The study's authors include Alasdair Breckenridge, chairman of the Medicines and Healthcare Products Regulatory Agency, responsible for the safety of drug prescribing in the UK. The authors say "most adverse reactions were predictable from the known pharmacology of the drugs and many represented known interactions". They caution that the drugs have benefits, as well as causing harm.
There is a wealth of evidence that low-dose aspirin can prevent heart attacks over the long term in patients at high risk. But the authors say more should be done to avoid adverse reactions. "It is incumbent on prescribers to determine the need for a particular drug in a patient and to use this drug at the lowest dose necessary to achieve benefit." They add: "Many [adverse reactions] may be preventable through simple improvements in prescribing and are therefore likely to be preventable. Measures are urgently needed to reduce the burden on the NHS." The Medical Defence Union said drug errors accounted for a quarter of the claims against GPs on which it paid out, costing £12.5m over five years. Many errors could be avoided by having systems in place to review repeat prescribing, better monitoring of patients on long-term medication and ensuring that when adverse reactions occurred lessons were learnt.
Karen Dalby, MDU clinical risk manager, said it was unclear how many of the patients in the BMJ study had been prescribed drugs by their GP. She added: "But our research shows that GPs have a key role to play in protecting patient safety and helping avoid many preventable drug errors.
"When you consider that the average GP prescribes around 15,000 items a year, it is perhaps not surprising that errors do occasionally occur. But by learning from adverse events doctors can put systems into place to prevent the same thing happening to another patient."
DRUGS THAT CAN KILL AS WELL AS CURE
Anti-inflammatory drugs (29.6% of adverse reactions)
Non-steroidal anti-inflammatory drugs include aspirin, diclofenac, ibuprofen and rofecoxib. They are prescribed for heart disease to reduce clotting of the blood, and as painkillers, especially in arthritis.

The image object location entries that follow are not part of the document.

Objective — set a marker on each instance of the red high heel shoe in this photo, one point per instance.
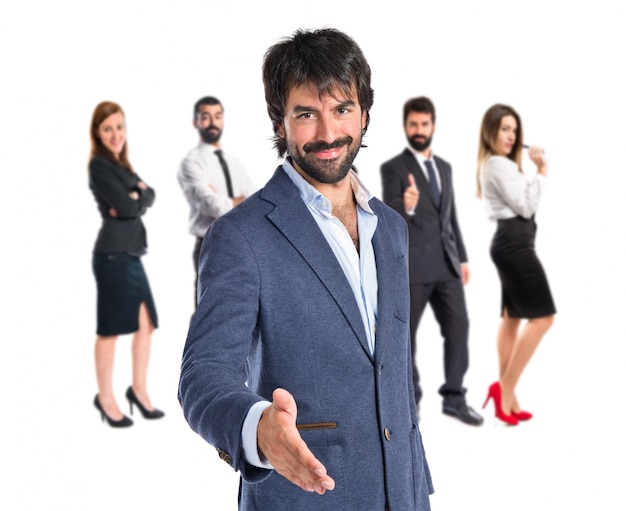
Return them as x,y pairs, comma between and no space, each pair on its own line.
495,393
522,415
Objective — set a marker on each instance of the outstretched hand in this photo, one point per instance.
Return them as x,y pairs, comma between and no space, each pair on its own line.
411,195
280,443
537,156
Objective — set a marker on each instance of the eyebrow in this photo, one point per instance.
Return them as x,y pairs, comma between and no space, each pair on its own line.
304,108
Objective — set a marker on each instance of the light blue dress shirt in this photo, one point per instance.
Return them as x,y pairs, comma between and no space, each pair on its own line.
359,269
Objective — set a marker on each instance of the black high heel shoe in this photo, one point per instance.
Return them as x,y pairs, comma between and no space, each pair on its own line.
147,414
124,422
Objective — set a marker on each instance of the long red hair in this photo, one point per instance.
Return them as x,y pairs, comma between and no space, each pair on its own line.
101,112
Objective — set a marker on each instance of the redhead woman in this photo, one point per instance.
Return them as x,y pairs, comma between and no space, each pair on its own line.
511,200
125,303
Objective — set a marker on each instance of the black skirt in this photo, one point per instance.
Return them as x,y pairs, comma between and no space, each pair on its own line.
122,286
525,289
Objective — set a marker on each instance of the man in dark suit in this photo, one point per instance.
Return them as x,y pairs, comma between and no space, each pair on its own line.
418,185
297,365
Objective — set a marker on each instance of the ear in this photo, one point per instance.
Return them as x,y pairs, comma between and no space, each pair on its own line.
280,130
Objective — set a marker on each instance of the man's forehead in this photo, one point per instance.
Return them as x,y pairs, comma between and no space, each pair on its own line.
335,93
212,109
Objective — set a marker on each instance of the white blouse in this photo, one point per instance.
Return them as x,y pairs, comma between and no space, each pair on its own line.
507,192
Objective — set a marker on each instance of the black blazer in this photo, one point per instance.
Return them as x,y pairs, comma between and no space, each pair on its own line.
434,234
111,185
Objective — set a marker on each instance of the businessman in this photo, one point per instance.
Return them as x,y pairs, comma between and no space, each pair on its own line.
418,184
213,181
297,366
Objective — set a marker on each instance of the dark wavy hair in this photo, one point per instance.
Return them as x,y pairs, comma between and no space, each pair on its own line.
421,104
325,58
101,112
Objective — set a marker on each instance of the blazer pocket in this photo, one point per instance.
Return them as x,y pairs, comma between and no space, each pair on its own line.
316,426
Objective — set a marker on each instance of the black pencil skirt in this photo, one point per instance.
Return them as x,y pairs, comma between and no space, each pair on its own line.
525,289
122,286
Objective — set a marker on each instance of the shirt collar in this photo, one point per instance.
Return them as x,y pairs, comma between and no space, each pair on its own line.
420,158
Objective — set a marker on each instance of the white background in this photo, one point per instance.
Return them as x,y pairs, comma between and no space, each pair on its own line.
559,64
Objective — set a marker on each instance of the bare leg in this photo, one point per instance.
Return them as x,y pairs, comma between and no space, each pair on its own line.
521,353
105,356
142,341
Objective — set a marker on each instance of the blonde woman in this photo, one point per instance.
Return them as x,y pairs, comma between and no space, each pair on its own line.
511,200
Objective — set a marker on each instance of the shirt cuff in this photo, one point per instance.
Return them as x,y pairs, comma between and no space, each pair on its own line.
248,435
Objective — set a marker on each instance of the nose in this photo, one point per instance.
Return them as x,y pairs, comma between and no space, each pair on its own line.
326,129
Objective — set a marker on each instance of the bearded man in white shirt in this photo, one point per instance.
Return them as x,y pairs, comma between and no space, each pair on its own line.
214,182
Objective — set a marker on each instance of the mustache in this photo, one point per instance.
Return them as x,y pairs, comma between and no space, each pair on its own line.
325,146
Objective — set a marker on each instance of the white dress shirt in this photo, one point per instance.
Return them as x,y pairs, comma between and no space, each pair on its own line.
359,268
201,177
507,192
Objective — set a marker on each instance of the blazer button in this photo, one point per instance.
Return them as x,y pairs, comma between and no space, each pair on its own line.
225,456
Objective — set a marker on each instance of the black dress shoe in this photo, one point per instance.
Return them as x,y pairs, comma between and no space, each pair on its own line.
463,412
124,422
155,413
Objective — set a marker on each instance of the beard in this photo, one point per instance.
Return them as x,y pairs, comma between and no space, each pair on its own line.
326,171
211,134
419,142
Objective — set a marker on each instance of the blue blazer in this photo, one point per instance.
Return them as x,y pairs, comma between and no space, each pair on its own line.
275,310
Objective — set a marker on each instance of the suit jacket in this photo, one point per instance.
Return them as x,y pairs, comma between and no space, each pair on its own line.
434,234
276,310
111,184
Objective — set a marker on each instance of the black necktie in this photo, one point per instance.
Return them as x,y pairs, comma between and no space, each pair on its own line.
432,180
224,165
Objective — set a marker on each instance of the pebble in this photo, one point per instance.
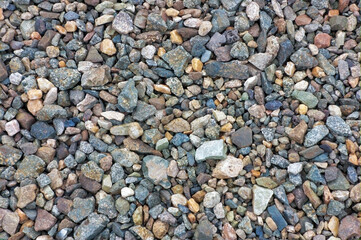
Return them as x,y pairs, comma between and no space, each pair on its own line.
180,119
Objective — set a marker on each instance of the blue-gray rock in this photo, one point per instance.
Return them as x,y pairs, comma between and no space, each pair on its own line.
303,59
128,98
234,69
285,51
315,135
143,111
90,228
220,20
42,130
177,59
338,126
155,169
279,161
306,98
81,209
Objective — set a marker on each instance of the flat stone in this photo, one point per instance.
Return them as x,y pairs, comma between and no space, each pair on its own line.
234,69
338,126
30,167
315,135
228,168
261,198
81,209
128,98
215,150
155,169
25,195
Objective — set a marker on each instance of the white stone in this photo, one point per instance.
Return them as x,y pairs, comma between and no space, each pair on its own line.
261,197
211,199
252,11
15,78
148,52
127,192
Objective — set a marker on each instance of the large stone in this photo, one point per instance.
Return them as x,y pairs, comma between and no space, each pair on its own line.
242,137
228,168
128,98
215,150
234,69
25,195
155,169
261,198
30,167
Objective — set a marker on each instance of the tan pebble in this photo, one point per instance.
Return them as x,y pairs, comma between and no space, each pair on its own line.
161,51
70,26
175,37
171,12
60,29
162,88
35,36
204,28
62,64
252,44
302,109
52,51
107,47
193,205
197,65
34,94
290,69
34,106
318,72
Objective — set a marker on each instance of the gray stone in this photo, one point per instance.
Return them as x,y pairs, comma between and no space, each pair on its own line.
338,126
215,149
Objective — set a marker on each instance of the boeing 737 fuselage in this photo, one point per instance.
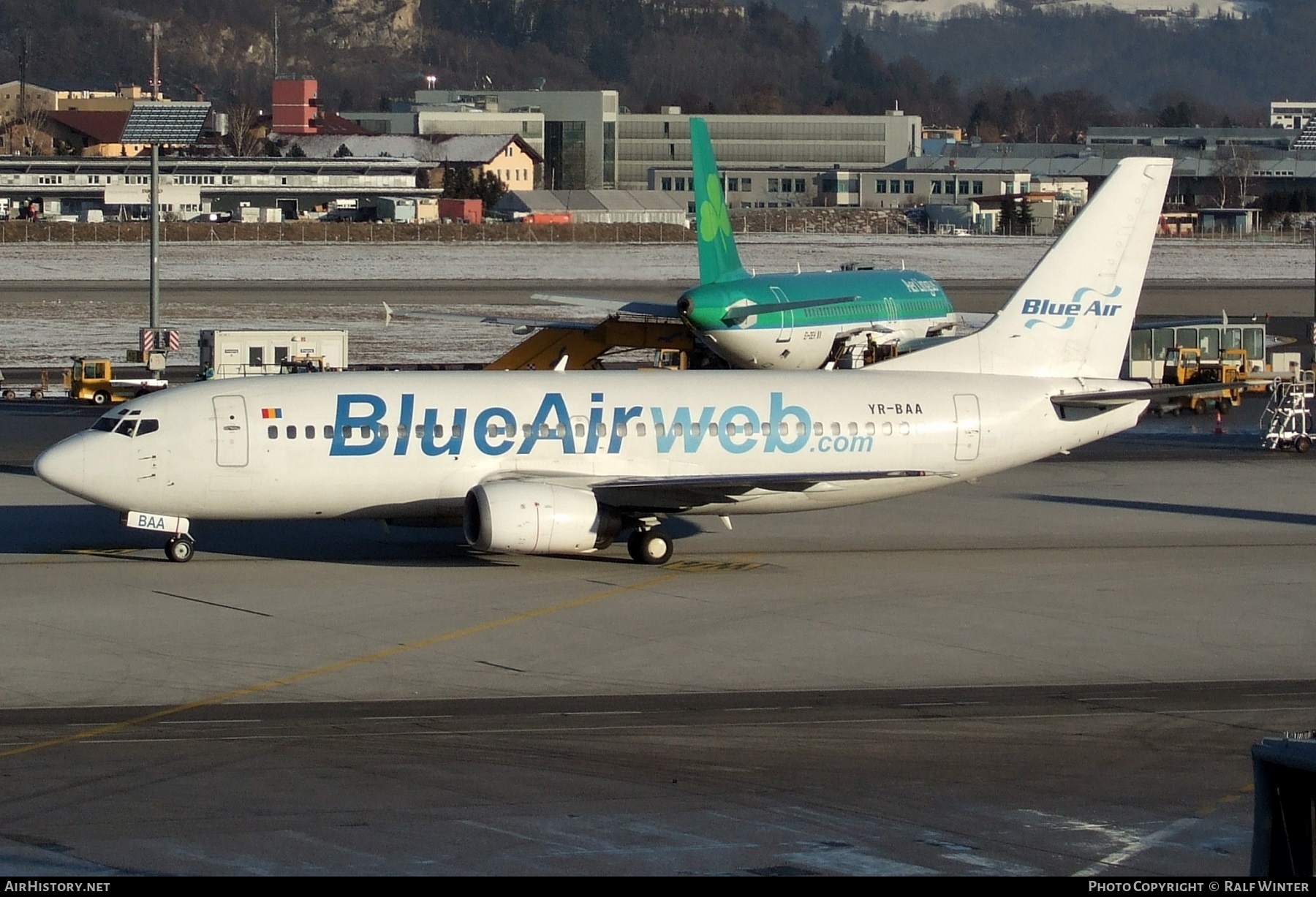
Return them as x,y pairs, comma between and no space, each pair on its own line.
564,462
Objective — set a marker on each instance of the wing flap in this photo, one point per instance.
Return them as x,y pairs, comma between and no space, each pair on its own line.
612,306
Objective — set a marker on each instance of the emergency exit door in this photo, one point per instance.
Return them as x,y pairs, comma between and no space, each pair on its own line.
230,432
967,428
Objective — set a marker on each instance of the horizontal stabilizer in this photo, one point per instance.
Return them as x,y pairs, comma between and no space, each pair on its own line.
743,312
613,306
1111,398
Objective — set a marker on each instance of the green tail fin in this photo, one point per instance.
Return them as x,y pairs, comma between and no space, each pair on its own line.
717,255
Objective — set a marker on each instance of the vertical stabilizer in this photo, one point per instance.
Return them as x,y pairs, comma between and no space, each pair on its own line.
1073,314
717,257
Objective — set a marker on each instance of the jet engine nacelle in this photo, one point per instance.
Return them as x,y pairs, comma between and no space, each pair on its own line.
537,518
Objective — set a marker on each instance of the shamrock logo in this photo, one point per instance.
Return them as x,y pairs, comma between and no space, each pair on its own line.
712,213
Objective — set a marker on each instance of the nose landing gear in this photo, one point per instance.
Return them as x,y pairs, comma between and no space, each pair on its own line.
181,549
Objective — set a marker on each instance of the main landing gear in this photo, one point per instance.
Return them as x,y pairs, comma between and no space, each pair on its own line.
649,545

They can cause gastro-intestinal bleeding, peptic ulcers, bleeding in the brain, kidney problems, wheezing or a rash.
Diuretics (27.3% of adverse reactions)
Diuretics such as furosemide, bendroflumethiazide, bumetanide and spironolactone are prescribed for heart disease and other conditions associated with fluid retention to increase urine production.They can cause kidney problems, low blood pressure, electrolyte disturbances and gout.

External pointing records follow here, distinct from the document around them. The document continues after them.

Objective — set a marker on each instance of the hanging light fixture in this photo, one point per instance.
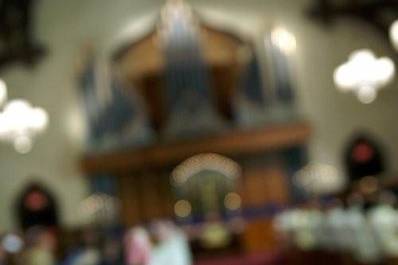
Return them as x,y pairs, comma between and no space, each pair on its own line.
20,122
364,74
394,34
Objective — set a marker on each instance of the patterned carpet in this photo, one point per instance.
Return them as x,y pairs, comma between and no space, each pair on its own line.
259,259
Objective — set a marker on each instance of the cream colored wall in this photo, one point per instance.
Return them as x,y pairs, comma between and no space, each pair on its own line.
65,25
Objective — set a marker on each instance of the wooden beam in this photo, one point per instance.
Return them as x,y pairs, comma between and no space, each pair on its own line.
234,143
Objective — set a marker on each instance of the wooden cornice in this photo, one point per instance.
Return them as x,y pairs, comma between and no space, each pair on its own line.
232,143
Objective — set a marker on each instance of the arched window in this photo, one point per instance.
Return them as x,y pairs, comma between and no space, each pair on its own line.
205,185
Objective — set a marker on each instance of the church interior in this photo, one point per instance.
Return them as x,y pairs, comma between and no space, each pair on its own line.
198,132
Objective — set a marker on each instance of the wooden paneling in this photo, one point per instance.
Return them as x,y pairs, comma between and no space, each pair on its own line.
260,236
230,144
263,186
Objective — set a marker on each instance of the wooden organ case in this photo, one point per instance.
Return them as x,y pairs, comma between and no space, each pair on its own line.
267,153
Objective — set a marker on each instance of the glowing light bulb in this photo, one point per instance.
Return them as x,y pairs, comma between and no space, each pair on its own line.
182,209
284,40
23,144
394,34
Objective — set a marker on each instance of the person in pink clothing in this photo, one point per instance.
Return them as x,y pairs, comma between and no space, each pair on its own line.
138,247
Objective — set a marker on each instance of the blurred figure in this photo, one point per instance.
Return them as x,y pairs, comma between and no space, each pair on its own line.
172,245
138,247
88,253
384,221
112,252
40,247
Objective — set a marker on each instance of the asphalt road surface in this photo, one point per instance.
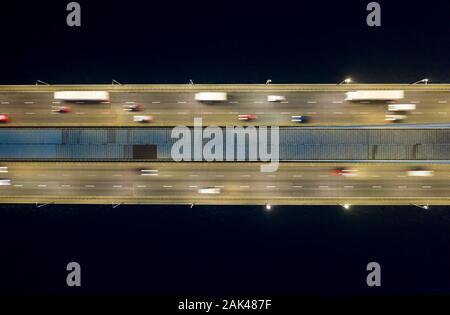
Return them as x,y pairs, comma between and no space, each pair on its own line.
235,183
171,108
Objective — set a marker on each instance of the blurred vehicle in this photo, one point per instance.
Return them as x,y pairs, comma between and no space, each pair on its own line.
211,96
395,118
299,118
247,117
4,118
149,172
209,190
5,182
276,98
142,119
133,108
374,95
92,96
62,109
401,107
344,172
420,173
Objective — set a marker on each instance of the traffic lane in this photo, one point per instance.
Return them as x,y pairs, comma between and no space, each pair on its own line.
243,184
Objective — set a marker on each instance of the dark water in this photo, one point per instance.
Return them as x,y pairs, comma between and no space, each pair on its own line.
222,250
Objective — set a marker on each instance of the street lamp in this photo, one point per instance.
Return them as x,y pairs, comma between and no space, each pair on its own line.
346,81
425,81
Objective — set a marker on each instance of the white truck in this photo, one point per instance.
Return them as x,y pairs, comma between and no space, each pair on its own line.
374,95
211,96
90,96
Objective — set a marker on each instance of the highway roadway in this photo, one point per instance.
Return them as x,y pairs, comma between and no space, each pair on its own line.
173,107
239,183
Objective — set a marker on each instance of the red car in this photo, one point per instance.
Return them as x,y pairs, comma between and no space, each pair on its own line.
247,117
4,118
344,172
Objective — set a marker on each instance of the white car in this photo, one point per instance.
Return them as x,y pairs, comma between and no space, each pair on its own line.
5,182
209,190
142,118
276,98
149,172
401,107
395,118
420,173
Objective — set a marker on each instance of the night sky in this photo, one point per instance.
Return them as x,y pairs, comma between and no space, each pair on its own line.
178,251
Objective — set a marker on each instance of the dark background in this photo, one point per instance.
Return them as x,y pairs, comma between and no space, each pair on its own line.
178,251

Warfarin (10.5% of adverse reactions)
Prescribed for heart disease to thin the blood. It can cause gastro-intestinal bleeding, blood in the urine and bruising.
ACE inhibitors (7.7% of adverse reactions)
ACE inhibitors such as ramipril, enalapril and captopril are prescribed for heart disease. They can cause kidney problems, low blood pressure and electrolyte disturbances.
Anti-depressants (7.1% of adverse reactions)
Antidepressants include fluoxetine, paroxetine and amitriptyline. They are prescribed for depression. They can also cause confusion, low blood pressure, constipation and gastro-intestinal bleeding.
Other drugs causing adverse reactions include beta blockers for high blood pressure, opiates to treat severe pain, and steroids to treat inflammation.